Nie uszliśmy nawet czterystu metrów, gdy ścieżka wystawiła nam środkowy palec. To, co dawniej nią było zostało stłamszone przez kłębowisko głogu, dzikiej róży i tarniny, które szczelnie zamknęły nas pod baldachimem kłujących gałęzi. W sekundzie zostaliśmy osaczeni! Nie ma nic bardziej bolesnego od przedzierania się przez taki gąszcz. Nic po maczecie, prędzej przydałoby się stado słoni, aby to staranować. Najrozsądniejszym rozwiązaniem wydawało się zatem poddać i wycofać.
- To wracamy?
- Nie ma mowy! Pomyśl tylko o tych widokach. Poza tym już niedaleko, no chodź już Raku!
Tarnina niestrudzenie stawiała opór.
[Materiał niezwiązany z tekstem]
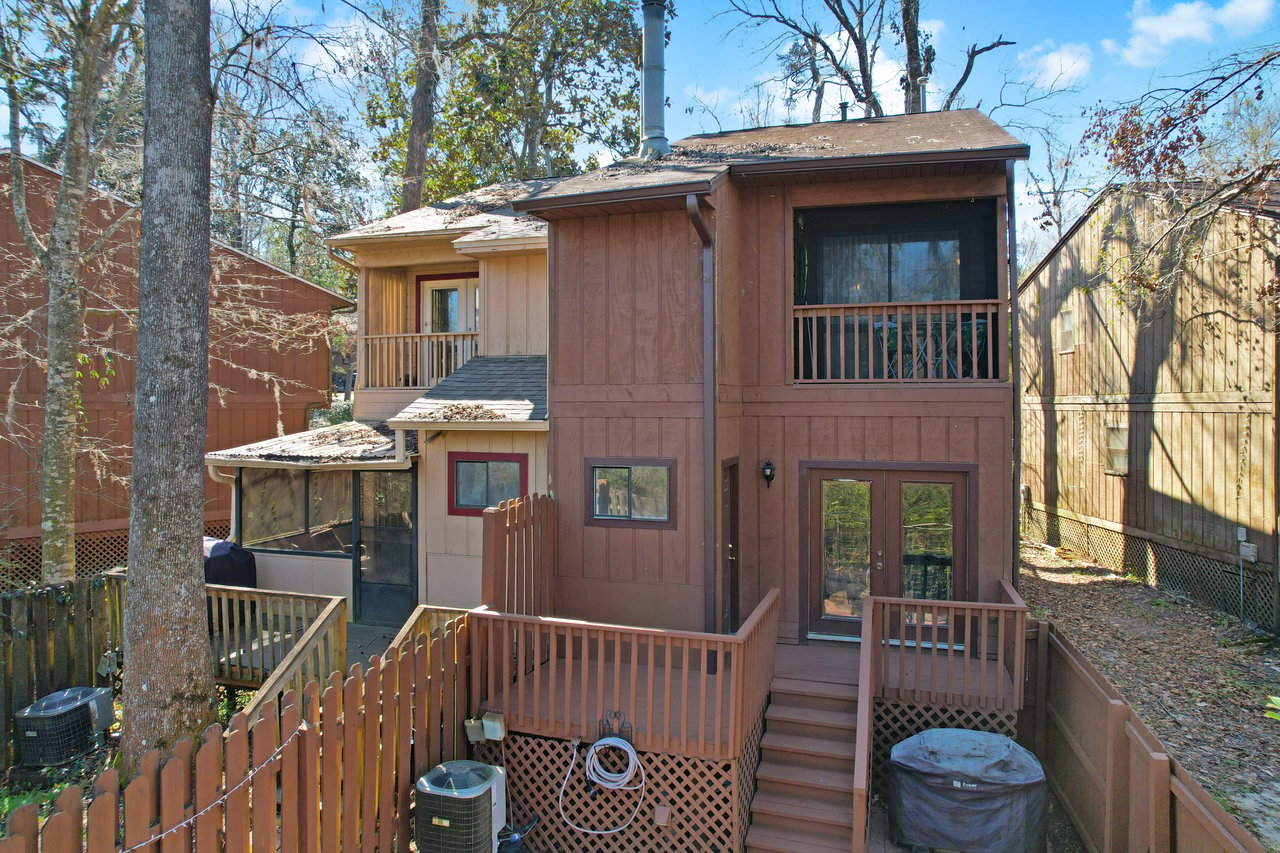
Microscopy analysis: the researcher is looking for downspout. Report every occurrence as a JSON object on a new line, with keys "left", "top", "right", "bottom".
{"left": 687, "top": 193, "right": 717, "bottom": 632}
{"left": 1007, "top": 161, "right": 1022, "bottom": 590}
{"left": 207, "top": 465, "right": 240, "bottom": 542}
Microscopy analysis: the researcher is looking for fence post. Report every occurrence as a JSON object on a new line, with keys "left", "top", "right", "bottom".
{"left": 1105, "top": 701, "right": 1131, "bottom": 852}
{"left": 481, "top": 505, "right": 501, "bottom": 608}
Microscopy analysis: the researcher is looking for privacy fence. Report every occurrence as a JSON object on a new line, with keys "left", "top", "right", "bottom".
{"left": 1024, "top": 622, "right": 1264, "bottom": 853}
{"left": 0, "top": 609, "right": 470, "bottom": 853}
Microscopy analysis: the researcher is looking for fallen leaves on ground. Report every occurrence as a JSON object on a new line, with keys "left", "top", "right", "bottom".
{"left": 1020, "top": 544, "right": 1280, "bottom": 852}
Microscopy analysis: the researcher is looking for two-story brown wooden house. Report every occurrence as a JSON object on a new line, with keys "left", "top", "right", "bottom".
{"left": 0, "top": 154, "right": 350, "bottom": 585}
{"left": 452, "top": 109, "right": 1032, "bottom": 853}
{"left": 205, "top": 103, "right": 1031, "bottom": 852}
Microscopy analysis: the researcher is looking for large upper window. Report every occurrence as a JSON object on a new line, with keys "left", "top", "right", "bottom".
{"left": 795, "top": 199, "right": 997, "bottom": 306}
{"left": 240, "top": 468, "right": 354, "bottom": 554}
{"left": 448, "top": 452, "right": 527, "bottom": 516}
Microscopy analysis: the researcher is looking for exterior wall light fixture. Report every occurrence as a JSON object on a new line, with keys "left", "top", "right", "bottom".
{"left": 761, "top": 460, "right": 776, "bottom": 487}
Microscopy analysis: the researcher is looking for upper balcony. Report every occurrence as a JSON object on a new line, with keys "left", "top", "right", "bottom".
{"left": 790, "top": 198, "right": 1008, "bottom": 385}
{"left": 793, "top": 298, "right": 1005, "bottom": 382}
{"left": 361, "top": 331, "right": 479, "bottom": 390}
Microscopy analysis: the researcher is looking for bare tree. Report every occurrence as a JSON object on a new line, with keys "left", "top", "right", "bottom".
{"left": 0, "top": 0, "right": 142, "bottom": 584}
{"left": 1085, "top": 46, "right": 1280, "bottom": 297}
{"left": 722, "top": 0, "right": 1011, "bottom": 119}
{"left": 120, "top": 0, "right": 218, "bottom": 767}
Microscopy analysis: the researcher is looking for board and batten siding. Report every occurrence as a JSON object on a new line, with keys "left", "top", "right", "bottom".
{"left": 1020, "top": 190, "right": 1277, "bottom": 564}
{"left": 717, "top": 173, "right": 1017, "bottom": 640}
{"left": 0, "top": 158, "right": 341, "bottom": 542}
{"left": 480, "top": 254, "right": 548, "bottom": 356}
{"left": 547, "top": 210, "right": 707, "bottom": 630}
{"left": 420, "top": 430, "right": 549, "bottom": 609}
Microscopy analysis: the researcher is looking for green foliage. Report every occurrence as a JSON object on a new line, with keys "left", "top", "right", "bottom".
{"left": 1266, "top": 695, "right": 1280, "bottom": 722}
{"left": 366, "top": 0, "right": 641, "bottom": 205}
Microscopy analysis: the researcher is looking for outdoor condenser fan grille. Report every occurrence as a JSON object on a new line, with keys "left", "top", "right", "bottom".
{"left": 15, "top": 687, "right": 114, "bottom": 767}
{"left": 415, "top": 760, "right": 505, "bottom": 853}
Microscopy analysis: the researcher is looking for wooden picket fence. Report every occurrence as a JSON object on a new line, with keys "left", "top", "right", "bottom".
{"left": 0, "top": 575, "right": 125, "bottom": 763}
{"left": 0, "top": 612, "right": 472, "bottom": 853}
{"left": 480, "top": 494, "right": 556, "bottom": 617}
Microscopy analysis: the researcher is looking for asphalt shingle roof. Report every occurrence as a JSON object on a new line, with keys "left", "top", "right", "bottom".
{"left": 389, "top": 356, "right": 548, "bottom": 426}
{"left": 204, "top": 420, "right": 416, "bottom": 466}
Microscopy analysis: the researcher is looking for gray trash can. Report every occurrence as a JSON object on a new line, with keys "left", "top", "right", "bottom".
{"left": 888, "top": 728, "right": 1046, "bottom": 853}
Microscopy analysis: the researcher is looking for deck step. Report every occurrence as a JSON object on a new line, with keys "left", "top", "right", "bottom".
{"left": 754, "top": 759, "right": 856, "bottom": 793}
{"left": 770, "top": 676, "right": 858, "bottom": 706}
{"left": 765, "top": 703, "right": 859, "bottom": 735}
{"left": 745, "top": 824, "right": 852, "bottom": 853}
{"left": 761, "top": 731, "right": 857, "bottom": 761}
{"left": 748, "top": 791, "right": 854, "bottom": 830}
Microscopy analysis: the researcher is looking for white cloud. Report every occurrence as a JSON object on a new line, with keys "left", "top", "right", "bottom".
{"left": 1106, "top": 0, "right": 1274, "bottom": 66}
{"left": 1020, "top": 41, "right": 1094, "bottom": 88}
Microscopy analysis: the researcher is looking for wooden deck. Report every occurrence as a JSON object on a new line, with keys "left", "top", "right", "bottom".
{"left": 482, "top": 640, "right": 1015, "bottom": 752}
{"left": 480, "top": 655, "right": 734, "bottom": 748}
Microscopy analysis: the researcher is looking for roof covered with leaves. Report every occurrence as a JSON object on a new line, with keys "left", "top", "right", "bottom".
{"left": 389, "top": 356, "right": 547, "bottom": 426}
{"left": 205, "top": 420, "right": 415, "bottom": 466}
{"left": 513, "top": 109, "right": 1028, "bottom": 208}
{"left": 328, "top": 178, "right": 566, "bottom": 245}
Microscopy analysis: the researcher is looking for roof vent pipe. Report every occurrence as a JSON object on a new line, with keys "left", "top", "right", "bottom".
{"left": 637, "top": 0, "right": 671, "bottom": 159}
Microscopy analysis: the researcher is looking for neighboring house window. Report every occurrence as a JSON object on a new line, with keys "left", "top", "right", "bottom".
{"left": 1059, "top": 306, "right": 1075, "bottom": 353}
{"left": 1105, "top": 425, "right": 1129, "bottom": 475}
{"left": 449, "top": 452, "right": 527, "bottom": 516}
{"left": 432, "top": 288, "right": 460, "bottom": 332}
{"left": 586, "top": 458, "right": 676, "bottom": 528}
{"left": 240, "top": 467, "right": 354, "bottom": 554}
{"left": 794, "top": 199, "right": 997, "bottom": 306}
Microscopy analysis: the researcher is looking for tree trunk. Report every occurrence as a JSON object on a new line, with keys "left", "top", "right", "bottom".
{"left": 901, "top": 0, "right": 925, "bottom": 113}
{"left": 38, "top": 252, "right": 84, "bottom": 584}
{"left": 121, "top": 0, "right": 217, "bottom": 770}
{"left": 401, "top": 0, "right": 441, "bottom": 213}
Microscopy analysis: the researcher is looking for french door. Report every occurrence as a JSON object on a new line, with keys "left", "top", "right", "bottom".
{"left": 805, "top": 466, "right": 967, "bottom": 640}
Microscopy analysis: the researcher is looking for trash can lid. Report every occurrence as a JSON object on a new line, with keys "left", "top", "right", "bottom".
{"left": 890, "top": 728, "right": 1044, "bottom": 788}
{"left": 417, "top": 760, "right": 498, "bottom": 797}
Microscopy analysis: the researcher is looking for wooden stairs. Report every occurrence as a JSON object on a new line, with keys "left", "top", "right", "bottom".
{"left": 745, "top": 675, "right": 860, "bottom": 853}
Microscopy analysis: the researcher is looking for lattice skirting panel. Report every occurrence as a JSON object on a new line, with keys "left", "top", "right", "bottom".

Im mocniej atakowaliśmy, tym odpowiadała z większą siłą. Niczym wąż zatapiała swe kolce w skórze i nie wypuszczała bez uprzedniej akupunktury. Powoli przypominaliśmy jeżozwierze. Z każdą upływającą sekundą coraz bardziej zaczęliśmy żałować podjętej decyzji. Docierało do nas, że w starciu z gąszczem jesteśmy bez szans, ale na wycofanie się było już za późno. Ściana pełna kolców skutecznie odcięła nam odwrót.
Mogliśmy tylko z pomocą ręki zgiętej w łokciu, która służyła za tarczę napierając na przód ile wlezie. Niestety z marnym rezultatem. Gąszcz kłuł, kąsał, ranił. Obolałe miejsca podchodziły krwią. A my w odpowiedzi ciskaliśmy tylko coraz wymyślniejszymi bluzgami.
Wydarcie się z objęć przeklętego krzewu zajęło nam nie jak zakładaliśmy kwadrans, lecz cholernie bolesną godzinę. Tacy obolali, cali w szramach, w rozdartych koszulkach, z poharatanymi rękami i nogami ociekającymi krwią stanęliśmy wreszcie na szczycie wzgórza. Rozejrzeliśmy się dookoła. W sekundzie jedna myśl zmroziła nam krew w żyłach. Nigdzie w zasięgu wzroku nie wypatrzyliśmy ścieżki. Żadnej. Choćby nikłego zarysu. Absolutnie nic. To oznaczało... Nie, nie chcieliśmy nawet o tym myśleć...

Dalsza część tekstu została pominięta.